The announcement of Subway opening in the Greendale cafeteria by Dean Pelton is a reference to Chuck, another series which previously aired on NBC. The Subway franchise struck an advertising partnership with Chuck to keep the series on the air from 2010.

Among the images of subjects shown to be in Jeff's "heart" are a suburban home, Alicia Witt, a royal flush, Annie, Annie's boobs (both multiple times), a glass of Scotch whiskey, a dog, a BlackBerry phone, and a yellow TVR Griffith.

==Reception==
===Ratings===
In its original American broadcast on March 15, 2012, "Urban Matrimony and the Sandwich Arts" was viewed by approximately 4.9 million people, with a season-high Nielsen rating/share of 2.2/7 in the adults 18–49 demographic, a 46% increase from the previous episode which aired on December 8, 2011. It finished second in its 8 pm time slot among broadcast networks in the key demographic after Fox reality show American Idol but outperformed Idol in the adults 18–34 category.

===Critical reviews===
The episode received generally positive reviews from critics, many of whom noting the "normal" theme of the episode portrayed in the Troy/Abed storyline.

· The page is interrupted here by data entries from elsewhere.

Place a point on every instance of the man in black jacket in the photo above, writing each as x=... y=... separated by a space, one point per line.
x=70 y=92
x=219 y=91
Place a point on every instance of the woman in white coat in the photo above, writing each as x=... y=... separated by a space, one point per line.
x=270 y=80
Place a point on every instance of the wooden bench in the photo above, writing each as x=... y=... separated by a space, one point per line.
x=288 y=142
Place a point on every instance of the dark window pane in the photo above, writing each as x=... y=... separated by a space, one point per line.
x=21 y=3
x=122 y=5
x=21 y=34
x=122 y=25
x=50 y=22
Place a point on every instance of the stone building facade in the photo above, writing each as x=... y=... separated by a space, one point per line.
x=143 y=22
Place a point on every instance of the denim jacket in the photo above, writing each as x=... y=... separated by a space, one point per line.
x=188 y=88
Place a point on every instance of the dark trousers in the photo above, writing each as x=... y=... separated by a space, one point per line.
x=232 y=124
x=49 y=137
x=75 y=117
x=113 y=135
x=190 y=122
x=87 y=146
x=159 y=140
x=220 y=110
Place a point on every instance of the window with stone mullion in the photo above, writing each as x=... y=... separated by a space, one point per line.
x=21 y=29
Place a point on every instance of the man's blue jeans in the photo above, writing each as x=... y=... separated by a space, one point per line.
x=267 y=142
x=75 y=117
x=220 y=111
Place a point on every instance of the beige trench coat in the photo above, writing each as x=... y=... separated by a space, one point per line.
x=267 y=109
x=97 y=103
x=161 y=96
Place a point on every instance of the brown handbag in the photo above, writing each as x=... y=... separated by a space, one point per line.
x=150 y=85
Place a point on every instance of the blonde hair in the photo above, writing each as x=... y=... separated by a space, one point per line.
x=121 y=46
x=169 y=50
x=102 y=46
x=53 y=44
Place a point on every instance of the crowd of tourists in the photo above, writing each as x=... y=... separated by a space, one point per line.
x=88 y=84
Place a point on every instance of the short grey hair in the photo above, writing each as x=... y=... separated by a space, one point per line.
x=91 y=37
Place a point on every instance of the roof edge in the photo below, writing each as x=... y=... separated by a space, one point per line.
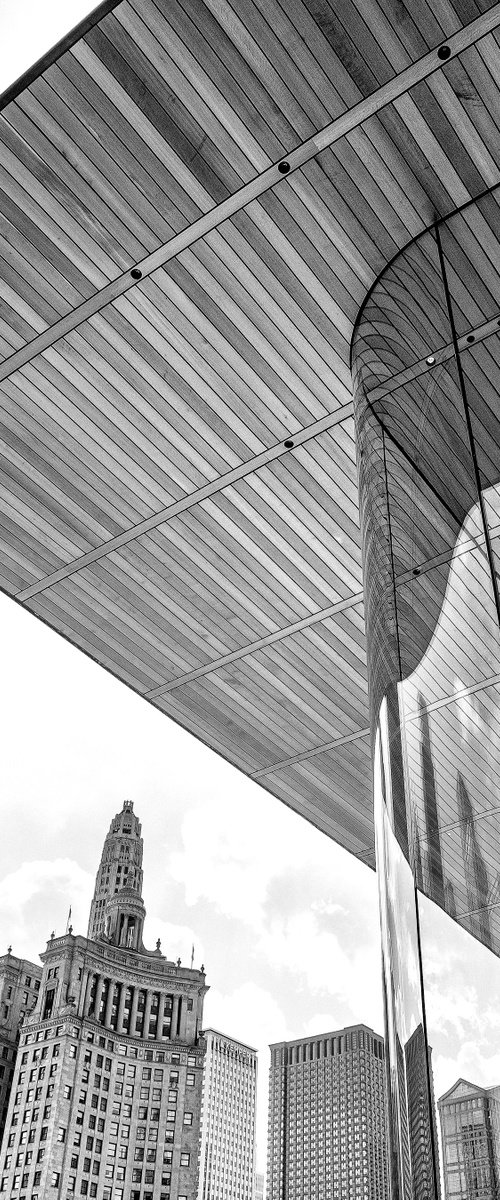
x=56 y=51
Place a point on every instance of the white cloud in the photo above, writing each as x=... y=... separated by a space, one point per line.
x=176 y=941
x=36 y=898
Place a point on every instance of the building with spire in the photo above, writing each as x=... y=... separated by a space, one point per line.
x=107 y=1089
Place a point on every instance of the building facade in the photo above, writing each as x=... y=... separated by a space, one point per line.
x=470 y=1127
x=327 y=1117
x=107 y=1091
x=228 y=1120
x=19 y=987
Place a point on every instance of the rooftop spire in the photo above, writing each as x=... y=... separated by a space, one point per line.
x=120 y=868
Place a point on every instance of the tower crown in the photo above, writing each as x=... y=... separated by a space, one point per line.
x=120 y=871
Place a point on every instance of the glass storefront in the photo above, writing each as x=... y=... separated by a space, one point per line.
x=426 y=366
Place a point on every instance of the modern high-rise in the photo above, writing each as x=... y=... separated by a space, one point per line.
x=107 y=1091
x=470 y=1134
x=250 y=438
x=228 y=1120
x=327 y=1117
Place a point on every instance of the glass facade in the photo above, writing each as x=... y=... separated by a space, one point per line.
x=426 y=366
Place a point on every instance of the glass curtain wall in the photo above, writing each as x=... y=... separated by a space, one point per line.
x=426 y=367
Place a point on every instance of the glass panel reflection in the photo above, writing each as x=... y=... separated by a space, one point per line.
x=462 y=984
x=410 y=1091
x=429 y=483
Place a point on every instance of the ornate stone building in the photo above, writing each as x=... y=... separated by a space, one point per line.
x=107 y=1089
x=19 y=985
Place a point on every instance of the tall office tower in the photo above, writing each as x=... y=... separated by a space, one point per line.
x=470 y=1137
x=107 y=1091
x=327 y=1117
x=19 y=985
x=228 y=1120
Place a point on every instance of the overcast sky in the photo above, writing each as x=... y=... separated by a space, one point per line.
x=284 y=921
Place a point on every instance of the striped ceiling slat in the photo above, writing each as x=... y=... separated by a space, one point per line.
x=150 y=508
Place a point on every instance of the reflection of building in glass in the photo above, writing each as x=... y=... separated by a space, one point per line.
x=327 y=1117
x=434 y=883
x=421 y=1116
x=470 y=1127
x=228 y=1120
x=476 y=875
x=107 y=1090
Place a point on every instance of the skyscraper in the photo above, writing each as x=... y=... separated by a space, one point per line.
x=19 y=985
x=470 y=1129
x=228 y=1120
x=327 y=1117
x=107 y=1090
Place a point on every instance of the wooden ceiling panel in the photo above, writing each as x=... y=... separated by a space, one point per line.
x=255 y=166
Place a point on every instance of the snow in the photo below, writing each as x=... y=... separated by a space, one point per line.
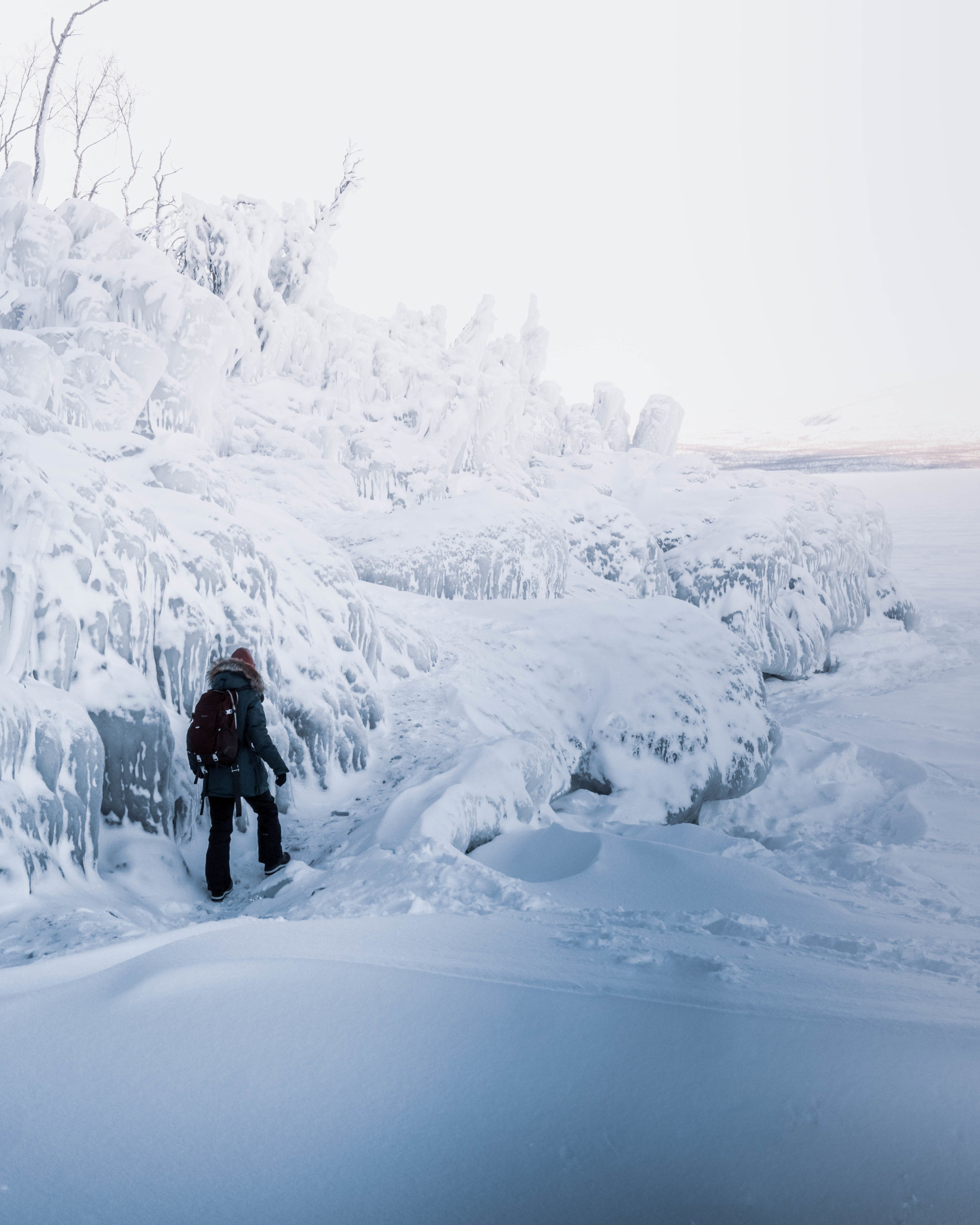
x=769 y=1016
x=631 y=802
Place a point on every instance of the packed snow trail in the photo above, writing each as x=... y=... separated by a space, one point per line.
x=769 y=1017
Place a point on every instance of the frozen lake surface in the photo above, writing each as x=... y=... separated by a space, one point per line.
x=767 y=1017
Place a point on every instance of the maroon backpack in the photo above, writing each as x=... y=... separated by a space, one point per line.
x=212 y=738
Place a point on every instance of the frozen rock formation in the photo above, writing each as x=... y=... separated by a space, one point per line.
x=51 y=784
x=659 y=425
x=201 y=450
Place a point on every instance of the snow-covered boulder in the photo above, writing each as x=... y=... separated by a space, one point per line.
x=608 y=694
x=477 y=547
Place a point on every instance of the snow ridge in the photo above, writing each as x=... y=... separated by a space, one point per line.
x=204 y=450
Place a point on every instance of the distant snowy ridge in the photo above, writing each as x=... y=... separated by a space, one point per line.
x=207 y=451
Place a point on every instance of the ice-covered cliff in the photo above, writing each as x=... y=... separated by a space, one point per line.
x=202 y=450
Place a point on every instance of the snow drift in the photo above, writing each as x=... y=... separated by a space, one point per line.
x=202 y=450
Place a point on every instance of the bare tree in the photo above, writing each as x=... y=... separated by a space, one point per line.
x=88 y=112
x=124 y=106
x=349 y=180
x=47 y=95
x=18 y=107
x=161 y=201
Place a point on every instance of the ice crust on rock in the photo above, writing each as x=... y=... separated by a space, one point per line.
x=205 y=450
x=477 y=547
x=52 y=765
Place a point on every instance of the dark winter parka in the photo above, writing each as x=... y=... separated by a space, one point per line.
x=253 y=734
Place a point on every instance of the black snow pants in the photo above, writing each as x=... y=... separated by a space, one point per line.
x=217 y=868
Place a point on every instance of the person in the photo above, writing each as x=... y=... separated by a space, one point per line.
x=241 y=675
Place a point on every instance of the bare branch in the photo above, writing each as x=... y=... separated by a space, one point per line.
x=100 y=183
x=349 y=180
x=124 y=106
x=18 y=108
x=48 y=92
x=89 y=115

Emily VanDerWerff of The A.V. Club remarked that "Urban Matrimony and the Sandwich Arts" was "normal" without the series' usual inside jokes, pop culture references or stylistic departures, which she felt was a good way to win over new fans given the show's poor ratings. She gave the episode an 'A−' grade, praising the show's strong use of its characters. Matt Richenthal of TV Fanatic said the episode "delivered a hilarious half hour, while proving the wacky show can actually act quite normal and showcase characters that are more fully developed than any other sitcom on television."

HitFix's Alan Sepinwall said the episode was a "splendid return". He also noted that the Troy/Abed subplot provided meta-commentary on the limitations of normality for the show and how sometimes "it's just more fun when you go crazy and follow the monkey into the vent." Robert Canning of IGN gave the episode an 8/10 rating, saying it "proved that Community is a solid, funny, entertaining half hour of television" despite being a relatively grounded entry.

Michael Arbeiter of Hollywood.com said while the episode "is not likely to be in your Top 10 of the series’ best, it is an adept welcome back for the show we’ve missed and worried about since its hiatus was instituted."